Pennsylvania public sector employees, such as teachers and state and local government workers, can direct a portion of their paycheck to political candidates and elected officials through union political action committee (PAC) contributions.
The recipients of union PAC contributions collected over $53 million since 2010—and nearly all of the candidates ran as Democrats. The top recipient: Gov. Tom Wolf, who has taken $9.8 million from public sector union PACs since 2014, plus an additional $800,000 in independent expenditures spent on his behalf.
Union dues are also used to bolster candidates indirectly.

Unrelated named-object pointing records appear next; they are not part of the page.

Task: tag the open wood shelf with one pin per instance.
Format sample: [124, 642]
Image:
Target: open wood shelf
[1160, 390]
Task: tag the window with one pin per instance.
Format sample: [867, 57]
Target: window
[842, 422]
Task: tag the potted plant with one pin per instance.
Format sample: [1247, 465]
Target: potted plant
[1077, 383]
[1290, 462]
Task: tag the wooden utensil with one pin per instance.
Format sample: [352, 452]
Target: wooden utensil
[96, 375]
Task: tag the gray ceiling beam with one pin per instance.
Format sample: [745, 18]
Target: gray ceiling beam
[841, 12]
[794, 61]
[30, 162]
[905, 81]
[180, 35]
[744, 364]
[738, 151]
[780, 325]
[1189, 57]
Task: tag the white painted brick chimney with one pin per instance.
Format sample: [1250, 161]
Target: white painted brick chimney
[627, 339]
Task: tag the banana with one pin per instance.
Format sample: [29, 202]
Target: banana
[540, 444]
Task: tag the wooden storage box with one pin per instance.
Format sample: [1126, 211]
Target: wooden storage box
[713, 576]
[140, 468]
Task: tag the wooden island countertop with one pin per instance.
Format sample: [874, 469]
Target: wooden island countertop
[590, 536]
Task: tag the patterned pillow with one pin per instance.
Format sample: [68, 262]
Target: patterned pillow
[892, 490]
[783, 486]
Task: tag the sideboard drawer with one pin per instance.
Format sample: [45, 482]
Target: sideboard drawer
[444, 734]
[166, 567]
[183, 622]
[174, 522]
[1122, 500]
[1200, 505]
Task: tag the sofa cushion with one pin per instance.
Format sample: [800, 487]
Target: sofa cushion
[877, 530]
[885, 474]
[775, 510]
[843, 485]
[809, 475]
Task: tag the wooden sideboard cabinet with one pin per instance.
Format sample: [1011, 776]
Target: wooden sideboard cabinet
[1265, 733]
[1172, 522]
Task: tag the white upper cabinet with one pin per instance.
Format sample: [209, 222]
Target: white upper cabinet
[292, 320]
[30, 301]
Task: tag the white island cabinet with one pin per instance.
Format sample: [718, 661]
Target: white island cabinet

According to their own reports, Pennsylvania’s top government unions spent $69 million of members’ dues on “political activities and lobbying” since 2007. These independent political expenditures don’t go directly to candidates, but are spent advocating for politicians or political issues.
Public sector union members can choose not to contribute to their union PAC. Given constant union misdirection, however, members may not know their dues also support politicians and harmful public policy stances, such as fighting reforms of Pennsylvania's broken pension system and struggling prohibition-era liquor system.
If members object to funding this political activity, they can resign from the union without paying a fair share fee, thanks to Janus, but only if they file the right paperwork at the right time—typically a small two-week window every few years.
Members deserve to know where their dues go and the partisan platforms their leaders endorse. Likewise, Pennsylvania citizens should also know their taxes are used to collect campaign money.
Luckily, reforms such as Paycheck Protection would stop public resources from bankrolling the collection of PAC dollars. Further, a slew of other reforms, such as HB 2571, would give union members more autonomy and louder voices in their unions.